Authorship attribution key terms

Character n-gram: A sequence of $n$ consecutive characters in a text, including spaces; captures local typing habits such as common letter combinations and word-boundary patterns
N-gram profile: The relative frequency distribution of all observed n-grams in a text or collection of texts; represents the author's stylistic fingerprint
Cosine similarity: $\text{sim}(A,B) = (\mathbf{p}_A \cdot \mathbf{p}_B) / (|\mathbf{p}_A||\mathbf{p}_B|)$; ranges from 0 (no shared n-grams) to 1 (identical profiles); length-independent
Authorship attribution: The task of identifying the author of an anonymous text by comparing its stylistic features to profiles built from texts of known authorship
Attribution margin: The difference between the top candidate's similarity score and the next-highest score; a small margin indicates low attribution confidence

Exercises

Effect of n-gram size

Repeat the attribution experiment with $n = 1$, $2$, $3$, and $4$. Plot the similarity scores for all three test texts at each $n$. At which n-gram size does the margin between the correct author and the next-best candidate peak?
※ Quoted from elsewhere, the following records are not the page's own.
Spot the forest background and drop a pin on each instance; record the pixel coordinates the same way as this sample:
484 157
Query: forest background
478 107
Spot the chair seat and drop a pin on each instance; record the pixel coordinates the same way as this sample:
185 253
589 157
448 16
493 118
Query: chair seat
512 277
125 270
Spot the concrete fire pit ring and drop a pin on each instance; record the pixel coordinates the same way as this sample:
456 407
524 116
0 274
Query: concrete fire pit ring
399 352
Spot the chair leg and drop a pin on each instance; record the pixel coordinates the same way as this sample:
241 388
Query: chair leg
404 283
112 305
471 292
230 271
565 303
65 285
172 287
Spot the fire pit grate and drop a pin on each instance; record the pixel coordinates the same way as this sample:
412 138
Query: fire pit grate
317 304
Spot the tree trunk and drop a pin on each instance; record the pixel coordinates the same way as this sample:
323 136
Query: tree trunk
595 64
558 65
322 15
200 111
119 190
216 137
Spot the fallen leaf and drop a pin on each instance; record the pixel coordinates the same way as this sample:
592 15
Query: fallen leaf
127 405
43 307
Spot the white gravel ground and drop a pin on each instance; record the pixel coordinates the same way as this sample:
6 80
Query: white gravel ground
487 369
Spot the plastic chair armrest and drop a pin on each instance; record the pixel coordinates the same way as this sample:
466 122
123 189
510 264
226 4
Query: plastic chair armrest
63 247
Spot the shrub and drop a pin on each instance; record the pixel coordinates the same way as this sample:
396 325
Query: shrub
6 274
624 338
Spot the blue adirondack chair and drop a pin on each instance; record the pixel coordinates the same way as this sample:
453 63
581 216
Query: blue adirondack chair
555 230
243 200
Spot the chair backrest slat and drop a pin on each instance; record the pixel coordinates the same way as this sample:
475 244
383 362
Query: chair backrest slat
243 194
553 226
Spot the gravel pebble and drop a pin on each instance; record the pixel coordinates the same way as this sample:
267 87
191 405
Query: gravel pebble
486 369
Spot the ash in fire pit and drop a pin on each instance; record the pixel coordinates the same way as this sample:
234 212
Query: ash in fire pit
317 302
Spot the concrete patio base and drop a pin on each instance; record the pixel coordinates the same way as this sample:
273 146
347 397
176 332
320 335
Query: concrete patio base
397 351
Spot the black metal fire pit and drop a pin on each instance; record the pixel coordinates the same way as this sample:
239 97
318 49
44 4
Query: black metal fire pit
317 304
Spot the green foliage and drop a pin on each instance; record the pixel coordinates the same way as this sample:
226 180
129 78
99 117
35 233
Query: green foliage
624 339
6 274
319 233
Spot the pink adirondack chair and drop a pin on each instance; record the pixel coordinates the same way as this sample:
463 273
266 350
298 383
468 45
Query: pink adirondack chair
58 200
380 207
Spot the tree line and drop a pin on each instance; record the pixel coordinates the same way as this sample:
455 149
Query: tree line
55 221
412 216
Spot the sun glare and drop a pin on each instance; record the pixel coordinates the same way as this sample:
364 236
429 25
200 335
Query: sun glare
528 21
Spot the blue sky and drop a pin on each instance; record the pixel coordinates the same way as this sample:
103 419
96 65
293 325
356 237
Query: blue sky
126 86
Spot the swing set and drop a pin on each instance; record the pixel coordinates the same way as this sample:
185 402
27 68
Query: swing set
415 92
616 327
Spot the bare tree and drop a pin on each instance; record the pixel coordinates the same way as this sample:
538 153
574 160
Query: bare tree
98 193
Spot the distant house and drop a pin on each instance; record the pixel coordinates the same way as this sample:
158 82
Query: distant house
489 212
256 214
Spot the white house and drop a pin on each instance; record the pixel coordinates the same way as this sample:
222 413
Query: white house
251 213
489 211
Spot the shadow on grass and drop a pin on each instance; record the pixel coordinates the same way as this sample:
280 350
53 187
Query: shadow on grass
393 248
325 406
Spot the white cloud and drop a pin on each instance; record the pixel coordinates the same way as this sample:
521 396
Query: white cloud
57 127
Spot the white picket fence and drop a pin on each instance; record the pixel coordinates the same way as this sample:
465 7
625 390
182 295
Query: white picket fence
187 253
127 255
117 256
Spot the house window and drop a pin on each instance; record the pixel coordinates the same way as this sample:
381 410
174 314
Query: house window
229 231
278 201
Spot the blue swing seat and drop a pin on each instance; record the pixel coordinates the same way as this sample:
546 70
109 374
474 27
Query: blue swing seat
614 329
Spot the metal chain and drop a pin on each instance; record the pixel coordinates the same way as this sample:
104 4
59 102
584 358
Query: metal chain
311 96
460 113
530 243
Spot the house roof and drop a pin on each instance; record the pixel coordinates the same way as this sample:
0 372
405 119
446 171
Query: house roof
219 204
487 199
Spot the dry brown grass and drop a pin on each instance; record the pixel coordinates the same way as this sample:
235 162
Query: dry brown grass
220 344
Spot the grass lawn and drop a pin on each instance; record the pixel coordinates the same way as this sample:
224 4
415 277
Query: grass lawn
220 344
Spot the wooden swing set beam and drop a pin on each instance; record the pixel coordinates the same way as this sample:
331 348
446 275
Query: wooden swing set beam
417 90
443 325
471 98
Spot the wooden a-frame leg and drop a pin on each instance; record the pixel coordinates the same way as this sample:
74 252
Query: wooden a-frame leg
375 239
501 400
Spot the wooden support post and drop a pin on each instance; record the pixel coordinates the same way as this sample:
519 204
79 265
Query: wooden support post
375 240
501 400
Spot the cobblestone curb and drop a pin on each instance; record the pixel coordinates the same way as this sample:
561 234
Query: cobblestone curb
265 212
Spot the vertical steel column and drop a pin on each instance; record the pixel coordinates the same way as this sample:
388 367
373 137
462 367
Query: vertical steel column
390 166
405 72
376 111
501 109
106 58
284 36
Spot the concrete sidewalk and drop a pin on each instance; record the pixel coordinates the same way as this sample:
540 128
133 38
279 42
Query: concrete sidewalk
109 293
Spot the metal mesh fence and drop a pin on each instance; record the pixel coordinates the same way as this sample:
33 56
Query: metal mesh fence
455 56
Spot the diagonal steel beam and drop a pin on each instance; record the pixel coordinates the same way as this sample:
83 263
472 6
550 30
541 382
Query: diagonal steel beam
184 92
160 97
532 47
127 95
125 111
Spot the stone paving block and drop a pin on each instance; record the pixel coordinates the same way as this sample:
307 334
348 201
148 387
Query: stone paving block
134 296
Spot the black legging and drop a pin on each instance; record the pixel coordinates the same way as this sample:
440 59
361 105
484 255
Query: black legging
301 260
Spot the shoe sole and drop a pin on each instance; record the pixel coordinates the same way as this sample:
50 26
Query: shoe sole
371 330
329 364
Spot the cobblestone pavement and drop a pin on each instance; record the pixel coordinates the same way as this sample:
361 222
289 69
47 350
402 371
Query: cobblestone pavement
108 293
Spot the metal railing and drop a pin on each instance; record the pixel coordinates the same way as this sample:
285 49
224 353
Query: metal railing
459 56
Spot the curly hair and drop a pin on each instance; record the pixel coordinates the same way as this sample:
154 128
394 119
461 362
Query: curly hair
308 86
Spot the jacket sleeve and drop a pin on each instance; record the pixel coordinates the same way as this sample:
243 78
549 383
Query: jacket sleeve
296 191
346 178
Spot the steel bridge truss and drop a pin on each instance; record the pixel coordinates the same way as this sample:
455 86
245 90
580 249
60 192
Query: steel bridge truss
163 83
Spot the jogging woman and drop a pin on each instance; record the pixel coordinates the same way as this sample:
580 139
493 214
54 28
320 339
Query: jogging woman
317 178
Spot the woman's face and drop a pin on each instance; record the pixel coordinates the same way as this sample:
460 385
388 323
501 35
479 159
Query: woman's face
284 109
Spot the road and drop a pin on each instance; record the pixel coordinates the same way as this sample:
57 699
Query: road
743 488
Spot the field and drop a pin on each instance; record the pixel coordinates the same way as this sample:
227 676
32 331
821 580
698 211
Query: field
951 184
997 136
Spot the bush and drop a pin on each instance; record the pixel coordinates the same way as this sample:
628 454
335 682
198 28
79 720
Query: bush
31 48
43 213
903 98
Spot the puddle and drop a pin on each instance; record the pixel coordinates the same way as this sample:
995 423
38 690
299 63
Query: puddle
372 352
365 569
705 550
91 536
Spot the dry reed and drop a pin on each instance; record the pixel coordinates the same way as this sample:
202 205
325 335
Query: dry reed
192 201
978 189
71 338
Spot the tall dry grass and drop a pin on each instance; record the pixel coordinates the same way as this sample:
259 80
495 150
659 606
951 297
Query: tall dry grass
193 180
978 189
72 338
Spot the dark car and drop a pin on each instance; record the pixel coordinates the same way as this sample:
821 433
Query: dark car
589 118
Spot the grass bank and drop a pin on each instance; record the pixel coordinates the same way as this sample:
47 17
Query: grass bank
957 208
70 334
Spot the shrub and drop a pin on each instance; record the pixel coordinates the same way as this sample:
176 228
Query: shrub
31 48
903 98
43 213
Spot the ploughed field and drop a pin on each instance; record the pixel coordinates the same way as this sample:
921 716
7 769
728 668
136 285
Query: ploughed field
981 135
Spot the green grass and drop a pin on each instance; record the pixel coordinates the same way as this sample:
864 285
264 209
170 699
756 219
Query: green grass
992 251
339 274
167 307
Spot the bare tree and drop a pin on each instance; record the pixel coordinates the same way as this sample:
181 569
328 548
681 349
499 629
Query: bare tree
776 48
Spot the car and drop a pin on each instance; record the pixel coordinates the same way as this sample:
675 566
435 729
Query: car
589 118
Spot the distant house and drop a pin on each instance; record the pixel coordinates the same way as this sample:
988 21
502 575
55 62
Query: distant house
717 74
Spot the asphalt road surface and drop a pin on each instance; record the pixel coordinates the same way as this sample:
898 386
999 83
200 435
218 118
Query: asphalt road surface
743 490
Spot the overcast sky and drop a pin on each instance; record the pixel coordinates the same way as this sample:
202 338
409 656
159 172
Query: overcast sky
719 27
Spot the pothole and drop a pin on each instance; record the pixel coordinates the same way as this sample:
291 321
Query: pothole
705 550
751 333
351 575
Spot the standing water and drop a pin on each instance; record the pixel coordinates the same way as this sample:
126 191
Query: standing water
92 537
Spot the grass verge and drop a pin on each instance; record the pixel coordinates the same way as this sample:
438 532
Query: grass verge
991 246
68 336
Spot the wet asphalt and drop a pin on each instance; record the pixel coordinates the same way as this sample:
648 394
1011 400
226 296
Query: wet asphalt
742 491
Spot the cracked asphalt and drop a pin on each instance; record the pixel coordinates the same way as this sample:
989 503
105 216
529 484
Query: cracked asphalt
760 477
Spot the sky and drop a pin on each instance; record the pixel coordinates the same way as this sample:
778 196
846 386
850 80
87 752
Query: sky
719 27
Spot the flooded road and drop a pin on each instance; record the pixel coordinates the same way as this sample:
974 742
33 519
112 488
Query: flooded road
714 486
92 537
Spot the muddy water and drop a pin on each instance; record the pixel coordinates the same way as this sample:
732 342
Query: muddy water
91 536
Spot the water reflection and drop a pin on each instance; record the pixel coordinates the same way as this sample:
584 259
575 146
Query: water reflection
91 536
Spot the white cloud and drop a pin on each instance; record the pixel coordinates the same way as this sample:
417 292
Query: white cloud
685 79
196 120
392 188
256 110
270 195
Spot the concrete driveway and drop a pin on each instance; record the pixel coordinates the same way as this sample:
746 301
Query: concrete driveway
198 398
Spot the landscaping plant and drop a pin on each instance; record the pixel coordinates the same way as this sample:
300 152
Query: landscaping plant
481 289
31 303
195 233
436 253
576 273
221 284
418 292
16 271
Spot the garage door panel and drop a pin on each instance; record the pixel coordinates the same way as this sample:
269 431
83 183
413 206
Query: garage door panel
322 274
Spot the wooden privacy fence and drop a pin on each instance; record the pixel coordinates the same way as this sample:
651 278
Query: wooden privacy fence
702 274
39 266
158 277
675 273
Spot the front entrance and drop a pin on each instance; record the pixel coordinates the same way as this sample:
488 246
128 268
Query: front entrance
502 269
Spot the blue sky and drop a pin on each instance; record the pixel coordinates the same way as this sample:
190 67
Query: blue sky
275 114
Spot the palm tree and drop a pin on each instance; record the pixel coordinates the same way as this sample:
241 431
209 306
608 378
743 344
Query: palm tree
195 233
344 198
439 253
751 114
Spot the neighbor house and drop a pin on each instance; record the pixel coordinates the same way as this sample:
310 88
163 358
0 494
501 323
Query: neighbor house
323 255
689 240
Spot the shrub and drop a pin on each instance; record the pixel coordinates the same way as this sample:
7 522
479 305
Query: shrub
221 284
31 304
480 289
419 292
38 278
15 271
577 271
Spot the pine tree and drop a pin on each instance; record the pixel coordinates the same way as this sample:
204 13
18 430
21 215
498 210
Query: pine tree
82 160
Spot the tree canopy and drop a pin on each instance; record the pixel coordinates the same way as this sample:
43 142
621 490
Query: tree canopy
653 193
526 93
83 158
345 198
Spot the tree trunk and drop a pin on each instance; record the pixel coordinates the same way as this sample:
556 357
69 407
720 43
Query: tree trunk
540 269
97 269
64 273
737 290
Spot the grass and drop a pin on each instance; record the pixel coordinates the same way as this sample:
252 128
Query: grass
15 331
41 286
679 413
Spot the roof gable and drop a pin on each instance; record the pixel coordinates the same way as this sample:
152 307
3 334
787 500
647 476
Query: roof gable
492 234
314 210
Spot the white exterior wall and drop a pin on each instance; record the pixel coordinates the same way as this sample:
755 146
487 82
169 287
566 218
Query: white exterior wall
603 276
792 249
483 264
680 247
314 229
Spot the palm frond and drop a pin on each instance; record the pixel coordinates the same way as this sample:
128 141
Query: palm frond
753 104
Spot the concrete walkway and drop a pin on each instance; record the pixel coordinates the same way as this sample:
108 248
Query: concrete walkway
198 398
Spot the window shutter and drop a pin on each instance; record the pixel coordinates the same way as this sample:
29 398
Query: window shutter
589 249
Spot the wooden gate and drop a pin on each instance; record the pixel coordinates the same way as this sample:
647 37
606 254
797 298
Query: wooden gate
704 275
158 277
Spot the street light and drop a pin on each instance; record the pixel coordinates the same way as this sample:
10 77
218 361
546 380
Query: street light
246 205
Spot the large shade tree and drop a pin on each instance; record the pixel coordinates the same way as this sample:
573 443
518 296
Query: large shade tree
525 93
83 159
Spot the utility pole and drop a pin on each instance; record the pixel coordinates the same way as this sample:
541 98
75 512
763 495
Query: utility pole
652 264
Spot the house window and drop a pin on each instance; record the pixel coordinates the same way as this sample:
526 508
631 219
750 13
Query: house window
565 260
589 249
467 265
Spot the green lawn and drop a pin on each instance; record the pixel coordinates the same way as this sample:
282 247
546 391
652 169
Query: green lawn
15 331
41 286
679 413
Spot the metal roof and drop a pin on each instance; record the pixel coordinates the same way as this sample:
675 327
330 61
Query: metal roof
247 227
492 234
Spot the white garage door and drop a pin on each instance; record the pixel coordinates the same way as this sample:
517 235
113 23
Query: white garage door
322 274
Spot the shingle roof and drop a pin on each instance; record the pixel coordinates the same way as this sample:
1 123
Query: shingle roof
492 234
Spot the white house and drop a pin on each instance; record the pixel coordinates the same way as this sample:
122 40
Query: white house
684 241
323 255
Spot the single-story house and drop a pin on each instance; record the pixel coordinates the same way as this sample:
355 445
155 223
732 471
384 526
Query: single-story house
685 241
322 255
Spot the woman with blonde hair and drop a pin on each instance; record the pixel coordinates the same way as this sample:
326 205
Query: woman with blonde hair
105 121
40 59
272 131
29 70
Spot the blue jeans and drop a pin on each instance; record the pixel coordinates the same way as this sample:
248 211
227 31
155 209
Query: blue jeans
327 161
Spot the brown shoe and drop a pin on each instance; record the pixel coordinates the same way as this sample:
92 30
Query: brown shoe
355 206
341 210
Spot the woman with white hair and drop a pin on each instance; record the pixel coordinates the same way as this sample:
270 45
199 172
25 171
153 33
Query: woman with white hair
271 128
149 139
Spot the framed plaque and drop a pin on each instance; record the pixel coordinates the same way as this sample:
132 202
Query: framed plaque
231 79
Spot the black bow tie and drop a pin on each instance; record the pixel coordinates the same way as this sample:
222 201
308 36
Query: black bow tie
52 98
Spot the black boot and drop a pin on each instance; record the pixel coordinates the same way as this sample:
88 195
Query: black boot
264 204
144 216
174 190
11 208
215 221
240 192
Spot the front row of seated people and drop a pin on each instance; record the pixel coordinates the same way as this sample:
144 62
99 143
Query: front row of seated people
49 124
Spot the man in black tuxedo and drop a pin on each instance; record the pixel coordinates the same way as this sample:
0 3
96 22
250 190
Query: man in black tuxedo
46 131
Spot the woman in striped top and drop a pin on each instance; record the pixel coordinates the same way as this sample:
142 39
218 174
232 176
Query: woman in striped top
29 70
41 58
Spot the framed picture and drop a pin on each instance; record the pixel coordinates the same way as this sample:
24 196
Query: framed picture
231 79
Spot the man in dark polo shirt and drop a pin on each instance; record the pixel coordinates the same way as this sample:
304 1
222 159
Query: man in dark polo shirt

Explain why very large $n$ might reduce accuracy on short texts.

Profile distance matrix

Build profiles for all training texts (not averaged per author) and compute the pairwise cosine similarity matrix. Visualize it as a heatmap. Do texts from the same author cluster together?

Cross-validation

Modify the experiment so that for each author, one of the training texts is held out as the test text while the remaining training texts are used to build the profile. Repeat for each training text in turn (leave-one-out cross-validation) and report the attribution accuracy rate.

Impostor experiment

Create a fourth author whose preferred character set overlaps 50% with Author A's. Does the attribution method correctly distinguish Author A from the impostor? What similarity score threshold would you set to report "uncertain" rather than making a forced choice?